In vitro and in vivo phasor analysis of stoichiometry and pharmacokinetics using near-infrared dyes

Abstract

1AbstractWe introduce a simple new approach for time-resolved multiplexed analysis of complex systems using near-infrared (NIR) dyes, applicable to in vitro and in vivo studies. We first show that fast and precise in vitro quantification of NIR fluorophores lifetime and stoichiometry can be done using phasor analysis, a computationally efficient and user-friendly representation of complex fluorescence intensity decays obtained with pulsed laser excitation.

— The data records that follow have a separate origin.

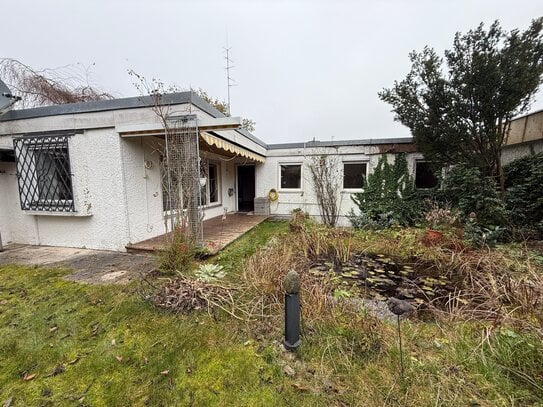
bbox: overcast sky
[4,0,543,143]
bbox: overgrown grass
[0,222,543,407]
[209,220,288,272]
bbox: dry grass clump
[151,275,239,318]
[242,225,366,324]
[438,248,543,334]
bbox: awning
[200,131,265,163]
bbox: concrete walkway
[0,244,155,284]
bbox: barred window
[13,135,75,212]
[415,161,437,189]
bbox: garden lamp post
[283,270,301,351]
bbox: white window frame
[277,161,304,192]
[341,160,370,193]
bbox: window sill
[23,210,92,218]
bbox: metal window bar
[13,135,75,212]
[164,116,203,244]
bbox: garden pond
[309,253,453,307]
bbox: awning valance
[200,131,265,163]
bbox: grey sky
[4,0,543,143]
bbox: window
[207,163,219,203]
[343,163,367,189]
[13,135,75,212]
[281,164,302,189]
[415,161,437,189]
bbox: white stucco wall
[0,129,128,250]
[0,100,265,251]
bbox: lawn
[0,222,543,406]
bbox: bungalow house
[0,92,442,251]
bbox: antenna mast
[224,46,236,116]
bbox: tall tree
[0,58,113,108]
[379,18,543,190]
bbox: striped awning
[200,131,265,163]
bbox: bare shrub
[157,227,195,274]
[308,154,341,227]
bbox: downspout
[118,136,131,249]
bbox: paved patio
[126,212,268,254]
[0,244,156,284]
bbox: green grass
[0,222,543,406]
[0,266,312,406]
[209,220,288,272]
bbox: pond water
[309,253,452,307]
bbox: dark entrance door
[238,165,255,212]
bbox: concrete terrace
[126,212,268,254]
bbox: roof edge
[268,137,413,150]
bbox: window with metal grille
[280,164,302,189]
[13,135,75,212]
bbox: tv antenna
[224,42,236,116]
[0,79,21,115]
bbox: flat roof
[268,137,413,150]
[0,91,420,150]
[0,91,267,148]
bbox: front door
[237,165,255,212]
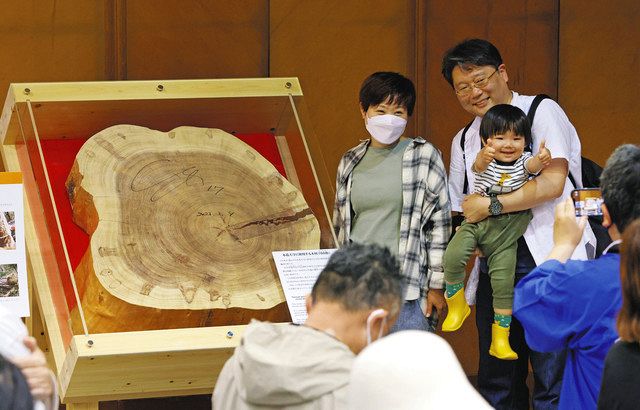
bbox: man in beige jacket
[212,245,404,410]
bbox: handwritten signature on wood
[129,159,224,202]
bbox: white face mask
[365,114,407,145]
[367,309,387,345]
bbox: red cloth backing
[40,134,287,310]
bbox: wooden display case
[0,78,336,409]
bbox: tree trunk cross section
[66,125,320,331]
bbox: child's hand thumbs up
[536,140,551,167]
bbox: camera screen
[571,188,602,216]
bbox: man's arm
[462,158,569,222]
[524,140,552,175]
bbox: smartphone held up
[571,188,603,216]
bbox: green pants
[444,210,532,309]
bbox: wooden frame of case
[0,78,336,410]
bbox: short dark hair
[618,219,640,343]
[360,71,416,115]
[311,243,404,313]
[480,104,531,147]
[442,38,502,87]
[600,144,640,232]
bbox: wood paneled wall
[0,0,105,93]
[558,0,640,166]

We apply this approach to the study of binding equilibria by Förster resonant energy transfer (FRET), using two different model systems: primary/secondary antibody binding in vitro and ligand/receptor binding in cell cultures. We then extend our demonstration to dynamic imaging of the pharmacokinetics of transferrin binding to the transferrin receptor in live mice, elucidating the kinetic of differential transferrin accumulation in specific organs, straightforwardly differentiating specific from non-specific binding. Our method, implemented in a freely-available software package, has all the advantages of time-resolved NIR imaging, including better tissue penetration and background-free imaging, but simplifies and considerably speeds up data processing and interpretation, while remaining quantitative. These advances make this method attractive and of broad applicability for in vitro and in vivo molecular imaging, and could be extended to applications as diverse as image guided-surgery or optical tomography.